Relaxation-induced anxiety is real, documented, and more common than you think
What you experienced has a name. It is called relaxation-induced anxiety (RIA), and it has been studied since at least 1983 [1]. It is not a fringe concept. It is not something you invented. It is a clinically documented phenomenon in which the act of trying to relax triggers an increase in anxiety rather than a decrease.
The numbers are striking. Research estimates that between 17% and 53% of adults experience some form of relaxation-induced anxiety [2]. A 1983 study found that roughly half of participants felt their tension increase during a deep breathing exercise, while nearly a third experienced heightened anxiety during progressive muscle relaxation [2]. For people with generalised anxiety disorder, trauma histories, or neurodivergent conditions like ADHD and autism, those numbers are likely even higher [3].
This is not a niche edge case. This is potentially half the people being told to "just try mindfulness."
What is actually happening in your nervous system
There are several things going on simultaneously, and they compound each other. Let me walk through them.
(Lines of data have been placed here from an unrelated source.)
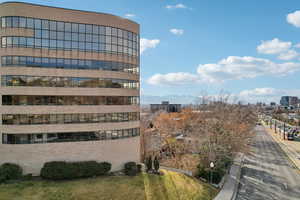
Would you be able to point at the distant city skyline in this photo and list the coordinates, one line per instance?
(249, 49)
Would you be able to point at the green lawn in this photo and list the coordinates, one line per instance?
(171, 186)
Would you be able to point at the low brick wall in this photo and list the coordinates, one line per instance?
(31, 157)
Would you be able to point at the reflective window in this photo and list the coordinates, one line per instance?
(94, 38)
(28, 138)
(67, 100)
(28, 61)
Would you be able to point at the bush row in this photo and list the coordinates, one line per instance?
(9, 171)
(60, 170)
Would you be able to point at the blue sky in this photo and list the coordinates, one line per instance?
(250, 49)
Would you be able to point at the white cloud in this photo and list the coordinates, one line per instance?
(177, 31)
(294, 18)
(179, 5)
(178, 78)
(266, 94)
(274, 46)
(235, 67)
(288, 55)
(259, 92)
(130, 15)
(297, 45)
(230, 68)
(148, 44)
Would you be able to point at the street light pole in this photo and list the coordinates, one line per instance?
(212, 165)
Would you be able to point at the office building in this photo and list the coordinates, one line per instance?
(165, 106)
(69, 86)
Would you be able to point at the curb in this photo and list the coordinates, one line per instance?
(284, 148)
(230, 187)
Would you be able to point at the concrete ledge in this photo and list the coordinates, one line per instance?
(230, 187)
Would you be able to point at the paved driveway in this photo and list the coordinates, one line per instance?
(267, 173)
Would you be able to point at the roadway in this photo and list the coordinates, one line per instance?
(267, 173)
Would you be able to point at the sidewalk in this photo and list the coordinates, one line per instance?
(230, 187)
(291, 148)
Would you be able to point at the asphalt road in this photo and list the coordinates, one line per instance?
(267, 173)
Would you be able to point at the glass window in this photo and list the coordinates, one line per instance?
(68, 27)
(102, 30)
(88, 38)
(37, 42)
(95, 29)
(37, 24)
(22, 41)
(102, 39)
(81, 37)
(15, 22)
(81, 28)
(89, 28)
(108, 39)
(3, 22)
(74, 27)
(68, 36)
(30, 23)
(52, 44)
(60, 35)
(95, 38)
(52, 35)
(114, 32)
(60, 44)
(3, 42)
(45, 34)
(15, 41)
(8, 21)
(30, 42)
(120, 33)
(53, 25)
(88, 46)
(67, 45)
(38, 33)
(60, 26)
(75, 36)
(22, 22)
(45, 24)
(108, 30)
(45, 43)
(74, 45)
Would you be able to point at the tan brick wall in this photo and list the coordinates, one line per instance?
(61, 91)
(67, 73)
(52, 128)
(32, 157)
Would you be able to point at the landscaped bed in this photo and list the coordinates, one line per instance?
(171, 186)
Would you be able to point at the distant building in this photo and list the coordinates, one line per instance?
(289, 101)
(166, 106)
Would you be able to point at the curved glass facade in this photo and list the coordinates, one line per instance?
(64, 63)
(31, 119)
(53, 81)
(71, 36)
(34, 100)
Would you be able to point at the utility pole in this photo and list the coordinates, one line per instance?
(284, 130)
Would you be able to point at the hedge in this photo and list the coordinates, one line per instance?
(61, 170)
(131, 169)
(10, 171)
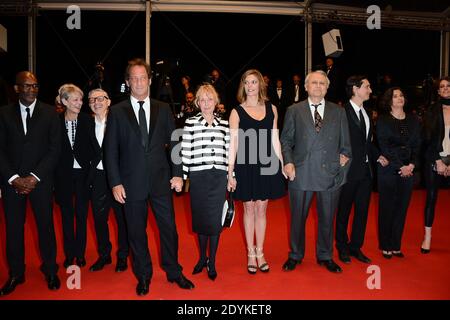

Your brain uses worry as armour. Professor Michelle Newman at Penn State developed what is called the Contrast Avoidance Model to explain RIA [4]. The theory proposes that people with chronic anxiety unconsciously maintain a low-level state of worry because they fear the sharp emotional drop from feeling calm back into feeling distressed. In other words, if you are always braced for the worst, the worst cannot blindside you. Relaxation threatens that protective shield. When your body starts to let go of tension, your brain interprets it not as safety but as vulnerability, and it panics to get the armour back on [4].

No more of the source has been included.